# Master Forge Electrice Smoker got wet, blue power light is flashing, but no heat



## ovmaster68 (Jun 27, 2013)

So I bought this smoker on Craig's List and the model is no longer being made.  I took it home and it worked great on some Butts, however overnight the smoker got some rain on it.  When I pulled the Butts out it was registering 300 degrees.  I shut it off (BIG MISTAKE) and can't get it to do anything except the blue power light flashes on the display panel.  I don't think I blew a fuse as the power light comes on and flashes, but don't know where to go from here.  I have searched online and found the manual once, but can't locate it again.  Any help would be greatly appreciated.













IMAG0148.jpg



__ ovmaster68
__ Jun 27, 2013


----------



## smokinhusker (Jun 27, 2013)

Do you have a model number?


----------



## centralcarolina (Jun 28, 2013)

I have one of those and after some reading different places i'm anal about bringing it inside my covered porch on when rain is in the forecast.
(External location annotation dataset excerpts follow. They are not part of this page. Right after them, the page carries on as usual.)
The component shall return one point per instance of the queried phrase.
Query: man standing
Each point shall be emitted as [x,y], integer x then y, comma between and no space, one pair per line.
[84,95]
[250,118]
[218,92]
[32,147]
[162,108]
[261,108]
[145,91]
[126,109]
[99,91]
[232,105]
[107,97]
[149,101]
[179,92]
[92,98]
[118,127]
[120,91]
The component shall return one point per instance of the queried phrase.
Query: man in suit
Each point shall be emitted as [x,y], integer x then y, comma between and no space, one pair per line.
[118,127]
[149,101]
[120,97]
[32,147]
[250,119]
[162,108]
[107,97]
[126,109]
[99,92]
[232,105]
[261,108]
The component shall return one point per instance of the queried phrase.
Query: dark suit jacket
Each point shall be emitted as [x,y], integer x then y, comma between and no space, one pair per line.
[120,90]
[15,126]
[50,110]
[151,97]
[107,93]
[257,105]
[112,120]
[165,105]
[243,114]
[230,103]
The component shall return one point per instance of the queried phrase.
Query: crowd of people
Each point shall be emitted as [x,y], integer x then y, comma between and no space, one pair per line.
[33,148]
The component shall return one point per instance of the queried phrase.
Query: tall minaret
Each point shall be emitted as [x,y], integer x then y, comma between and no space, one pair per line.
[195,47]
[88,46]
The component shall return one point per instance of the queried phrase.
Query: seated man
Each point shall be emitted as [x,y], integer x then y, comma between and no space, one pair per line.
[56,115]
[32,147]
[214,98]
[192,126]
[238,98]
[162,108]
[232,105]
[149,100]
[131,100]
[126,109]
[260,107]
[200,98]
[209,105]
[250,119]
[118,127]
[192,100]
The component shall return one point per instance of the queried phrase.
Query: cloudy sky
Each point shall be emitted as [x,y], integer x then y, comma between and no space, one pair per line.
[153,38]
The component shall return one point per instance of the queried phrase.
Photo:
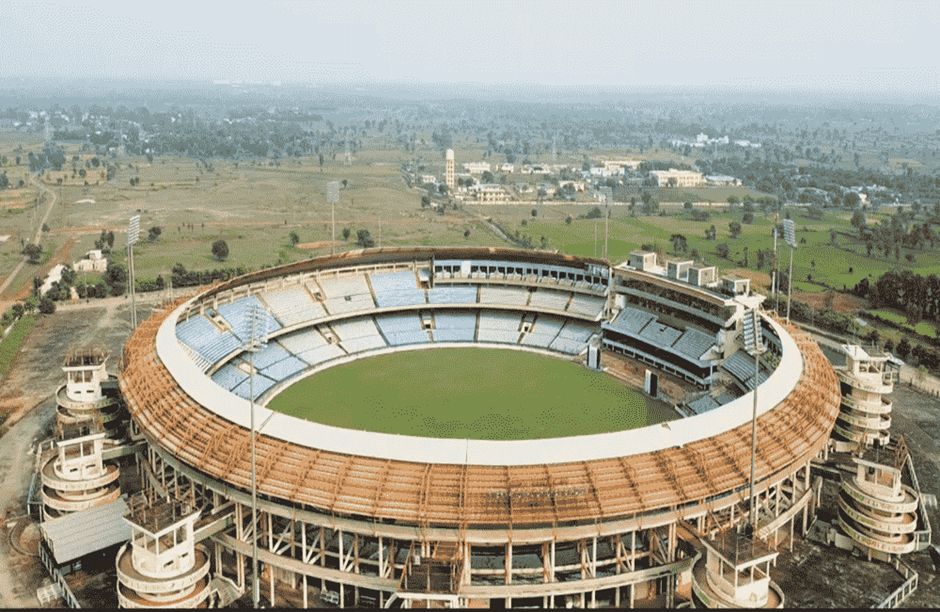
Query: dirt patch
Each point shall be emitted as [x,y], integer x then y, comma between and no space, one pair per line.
[308,246]
[758,279]
[840,302]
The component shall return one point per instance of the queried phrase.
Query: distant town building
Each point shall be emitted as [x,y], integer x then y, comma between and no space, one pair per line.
[477,167]
[678,178]
[449,169]
[718,180]
[488,193]
[93,261]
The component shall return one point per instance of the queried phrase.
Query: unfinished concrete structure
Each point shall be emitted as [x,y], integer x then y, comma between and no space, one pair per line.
[865,415]
[377,519]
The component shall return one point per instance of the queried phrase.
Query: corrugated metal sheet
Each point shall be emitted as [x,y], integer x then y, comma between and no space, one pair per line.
[79,534]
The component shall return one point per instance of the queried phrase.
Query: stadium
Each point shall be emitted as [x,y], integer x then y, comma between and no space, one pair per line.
[625,515]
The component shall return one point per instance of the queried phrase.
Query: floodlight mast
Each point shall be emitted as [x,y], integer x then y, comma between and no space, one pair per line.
[133,235]
[256,338]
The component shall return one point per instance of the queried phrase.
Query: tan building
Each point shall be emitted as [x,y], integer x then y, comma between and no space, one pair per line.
[678,178]
[449,169]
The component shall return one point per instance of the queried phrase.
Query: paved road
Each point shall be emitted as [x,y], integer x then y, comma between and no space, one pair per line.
[36,239]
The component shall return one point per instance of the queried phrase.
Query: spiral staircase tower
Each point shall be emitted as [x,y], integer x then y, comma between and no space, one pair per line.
[878,512]
[162,566]
[864,414]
Had 3 smokes so far, butt and ribs, no problems. Hope you get it straightened out.


----------



## centralcarolina (Jun 28, 2013)

Actually looking at it better mine is not the same model, a little different.


----------



## fwismoker (Jun 28, 2013)

Anytime electronics get wet make sure to dry them completely before attempting to re-energize them.


----------



## palladini (Jun 28, 2013)

Every time I smoke with my MES, I put two patio chairs beside it, one on either side,  About a foot to 18 inches from the smoker.  I then drape a plastic tarp over the chairs and use something to weigh down the tarp, so it will not blow away.  The chairs keep the tarp off of the smoker and suspend the tarp several inches above the smoker.  Drapes down both sides.  Rain cannot get to anything, easy to lift up and get at the smoker when needed. 
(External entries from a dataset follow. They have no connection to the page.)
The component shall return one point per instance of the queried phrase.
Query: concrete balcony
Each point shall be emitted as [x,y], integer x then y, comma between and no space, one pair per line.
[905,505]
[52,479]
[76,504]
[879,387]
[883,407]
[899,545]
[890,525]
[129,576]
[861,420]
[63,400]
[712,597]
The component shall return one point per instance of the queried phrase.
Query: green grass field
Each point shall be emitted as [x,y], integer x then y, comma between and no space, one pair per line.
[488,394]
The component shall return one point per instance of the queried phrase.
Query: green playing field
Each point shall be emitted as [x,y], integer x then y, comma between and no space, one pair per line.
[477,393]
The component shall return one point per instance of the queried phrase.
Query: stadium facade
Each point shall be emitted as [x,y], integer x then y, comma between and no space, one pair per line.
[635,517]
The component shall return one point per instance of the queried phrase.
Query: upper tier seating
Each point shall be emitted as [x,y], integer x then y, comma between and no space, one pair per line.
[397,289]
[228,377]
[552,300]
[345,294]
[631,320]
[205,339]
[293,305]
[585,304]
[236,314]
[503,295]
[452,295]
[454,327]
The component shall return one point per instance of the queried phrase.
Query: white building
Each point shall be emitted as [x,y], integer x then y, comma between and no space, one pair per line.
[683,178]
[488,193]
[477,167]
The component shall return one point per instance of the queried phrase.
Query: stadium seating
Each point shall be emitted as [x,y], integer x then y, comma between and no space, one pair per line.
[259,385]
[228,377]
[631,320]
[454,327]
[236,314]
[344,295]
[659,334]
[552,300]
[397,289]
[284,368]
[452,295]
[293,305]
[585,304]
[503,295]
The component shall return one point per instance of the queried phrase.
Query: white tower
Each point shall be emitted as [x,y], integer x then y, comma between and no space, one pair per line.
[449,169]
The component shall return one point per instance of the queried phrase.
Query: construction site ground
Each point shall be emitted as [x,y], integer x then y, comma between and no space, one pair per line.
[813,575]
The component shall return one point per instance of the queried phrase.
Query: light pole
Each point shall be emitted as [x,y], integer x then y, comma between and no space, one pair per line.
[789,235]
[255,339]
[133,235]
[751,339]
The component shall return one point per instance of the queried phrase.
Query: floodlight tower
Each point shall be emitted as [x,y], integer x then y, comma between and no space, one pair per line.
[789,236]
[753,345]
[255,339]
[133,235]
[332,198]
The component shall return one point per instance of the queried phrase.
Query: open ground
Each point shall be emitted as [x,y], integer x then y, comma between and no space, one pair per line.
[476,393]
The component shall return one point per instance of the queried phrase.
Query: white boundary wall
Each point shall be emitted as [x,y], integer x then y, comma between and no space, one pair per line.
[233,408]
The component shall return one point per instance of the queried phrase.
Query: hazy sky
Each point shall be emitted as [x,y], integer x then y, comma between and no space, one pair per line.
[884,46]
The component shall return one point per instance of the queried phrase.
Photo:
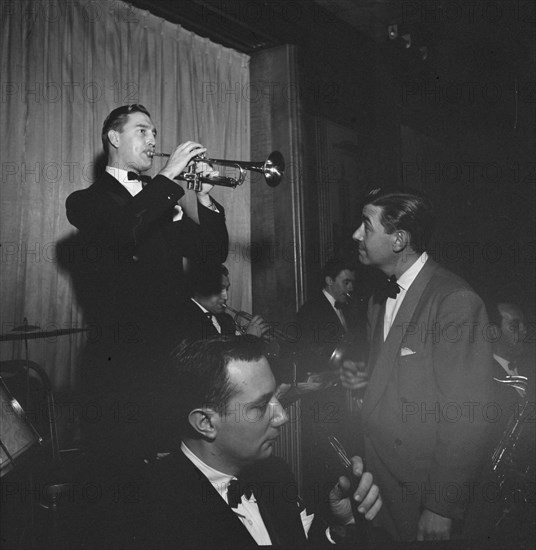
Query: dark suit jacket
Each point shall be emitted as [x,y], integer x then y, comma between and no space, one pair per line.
[187,512]
[425,407]
[195,325]
[130,262]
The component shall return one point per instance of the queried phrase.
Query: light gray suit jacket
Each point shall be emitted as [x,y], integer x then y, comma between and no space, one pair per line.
[429,404]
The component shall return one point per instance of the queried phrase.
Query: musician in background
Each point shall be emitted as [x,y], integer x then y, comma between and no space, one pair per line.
[327,321]
[133,237]
[203,314]
[508,334]
[506,514]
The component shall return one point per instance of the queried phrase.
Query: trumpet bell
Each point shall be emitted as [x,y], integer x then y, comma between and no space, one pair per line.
[274,168]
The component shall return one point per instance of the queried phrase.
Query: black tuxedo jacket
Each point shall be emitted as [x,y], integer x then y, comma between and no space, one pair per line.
[129,266]
[420,430]
[187,512]
[320,331]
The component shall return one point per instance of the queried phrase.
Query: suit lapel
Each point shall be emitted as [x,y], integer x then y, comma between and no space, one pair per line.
[386,357]
[231,531]
[110,186]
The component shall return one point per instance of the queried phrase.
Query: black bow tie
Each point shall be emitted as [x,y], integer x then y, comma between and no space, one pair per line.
[139,177]
[235,491]
[389,289]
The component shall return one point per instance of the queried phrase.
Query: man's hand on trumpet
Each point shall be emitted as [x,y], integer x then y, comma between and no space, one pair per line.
[205,170]
[353,375]
[181,158]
Like other posters say, if the controls get wet, let it dry completely before applying hydro again; doing otherwise will probably fry the electronics and give you one useless smoker box.  Leave it in a garage or shed, out of the rain, for about a week, before trying anything.


----------



## palladini (Jun 28, 2013)




----------



## ovmaster68 (Jun 29, 2013)

Thanks again for taking the time to help with my situation.  The Model # is 32930.


----------



## mrgman (Aug 21, 2015)

I have the same Model # is 32930 decided to wipe it down moist towel plugged it in and blue light blinks ...I'm calling tech support.. so I bought Masterbuilt 30"


----------



## birthdaynov (Nov 17, 2015)

I need help also. I get a solid blue light on but can not turn on, set any of the settings ie time, temp.

is there a fuse any where that may have blown. and if so how do you get to it


----------